5. Le sacrifice d’Isaac (Abr., 167-207)

Le dernier temps de la présentation de la piété d’Abraham est consacré au commentaire du chapitre 22 de la Genèse, qui rapporte la façon dont Abraham a accepté d’offrir Isaac en sacrifice sur l’ordre de Dieu.

La particularité de ce chapitre est d’accorder une place considérable à l’exégèse littérale : nous avons vu dans le premier chapitre, à propos de la migration d’Abraham, que la manifestation de sa piété ne s’accorde pas aisément avec l’exposition littérale du texte scripturaire. Ici, celle-ci semble prendre le pas sur l’exégèse allégorique, qui n’occupe qu’une place très réduite à la suite de la longue argumentation que Philon développe pour défendre de façon littérale la vertu d’Abraham. Ce développement constitue sans doute, dans l’œuvre de Philon, l’une des illustrations les plus développées et les plus finement argumentées de la valeur du sens littéral. Philon se confronte à une lecture qui cherche à éclairer l’épisode à partir d’exemples extérieurs à l’Écriture, et même à la culture grecque classique, pour relativiser et en définitive nier l’exemplarité d’Abraham. Il répond à cette approche en développant une démarche critique poussée à l’égard des arguments de celle-ci, afin de défendre la possibilité de comparer l’Écriture à des références extérieures sans remettre en cause l’autorité de cette dernière : elle doit non seulement être incontestable, mais encore plénière et s’étendre à chacune de ses paroles.

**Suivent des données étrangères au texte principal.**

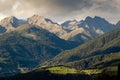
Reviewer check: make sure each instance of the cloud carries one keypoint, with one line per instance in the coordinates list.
(61, 10)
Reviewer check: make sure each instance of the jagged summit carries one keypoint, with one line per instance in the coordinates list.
(47, 24)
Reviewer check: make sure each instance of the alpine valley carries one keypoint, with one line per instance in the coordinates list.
(38, 48)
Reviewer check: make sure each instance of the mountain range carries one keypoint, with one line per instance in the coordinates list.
(26, 44)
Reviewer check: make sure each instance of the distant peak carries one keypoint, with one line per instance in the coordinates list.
(87, 18)
(9, 19)
(37, 16)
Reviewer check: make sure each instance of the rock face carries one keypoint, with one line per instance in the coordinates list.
(10, 23)
(46, 24)
(86, 29)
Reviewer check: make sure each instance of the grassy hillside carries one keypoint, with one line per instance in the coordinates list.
(28, 46)
(62, 73)
(100, 52)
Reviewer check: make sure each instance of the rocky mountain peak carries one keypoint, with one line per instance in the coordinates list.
(38, 20)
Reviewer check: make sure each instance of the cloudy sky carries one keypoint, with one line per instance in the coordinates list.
(61, 10)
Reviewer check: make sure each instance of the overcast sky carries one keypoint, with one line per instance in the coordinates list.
(61, 10)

Cette entreprise ambitieuse culmine dans une réflexion sur la notion de nature et sur la manière dont le sage entre en relation avec la nature divine, à rebours de toute conception humaine. Philon pousse ainsi à ses limites la question du sens littéral, et en fait apparaître les fondements : qu’une telle réflexion sur la nature humaine et la transcendance divine se rencontre dans le cadre d’un exposé littéral et non d’un exposé allégorique est d’une importance considérable, dans la mesure où cela illustre la pleine valeur du sens littéral de l’Écriture, au prix d’une réflexion exigeante – même si l’exégèse allégorique reste utile pour éclairer complètement le sens de l’épisode, d’une manière très rapide.

En effet, après un très long exposé littéral, Philon livre une exégèse allégorique dont la brièveté est d’autant plus surprenante qu’elle constitue la conclusion des cinq chapitres consacrés à la piété d’Abraham. De plus, elle présente aussi la particularité de comporter un développement redoublé qui introduit une référence à Sarah sans rapport avec le texte scripturaire commenté. De même que le chapitre qui ouvrait la section consacrée à la piété d’Abraham présentait une composition complexe, ce nouveau texte-seuil, qui constitue l’aboutissement de la réflexion de Philon sur la piété d’Abraham, est marqué par une nouvelle perturbation formelle : sa brièveté tient sans doute à la simplicité avec laquelle l’exégèse allégorique vient résoudre les tensions extrêmes laissées par l’exégèse littérale, tandis que le redoublement du commentaire tient sans doute au souci de livrer une dernière interprétation plus substantielle, mais aussi de livrer quelques ultimes réflexions nécessaires pour préciser le propos sur la nature de la joie du sage reçue de Dieu, même si cela implique de sortir du cadre strict de l’exégèse de l’épisode scripturaire commenté.

À travers ces deux exégèses inhabituelles, nous verrons donc comment Philon conclut la partie de son traité consacrée à la piété d’Abraham en présentant le point culminant de la relation de réciprocité entre Abraham et Dieu, qui passe par un renoncement du sage à sa nature humaine pour recevoir de Dieu seul sa joie, sans pour autant – et c’est sans doute là l’originalité de cette pointe du développement – qu’il cesse de vivre une vie marquée par les vicissitudes de l’existence humaine.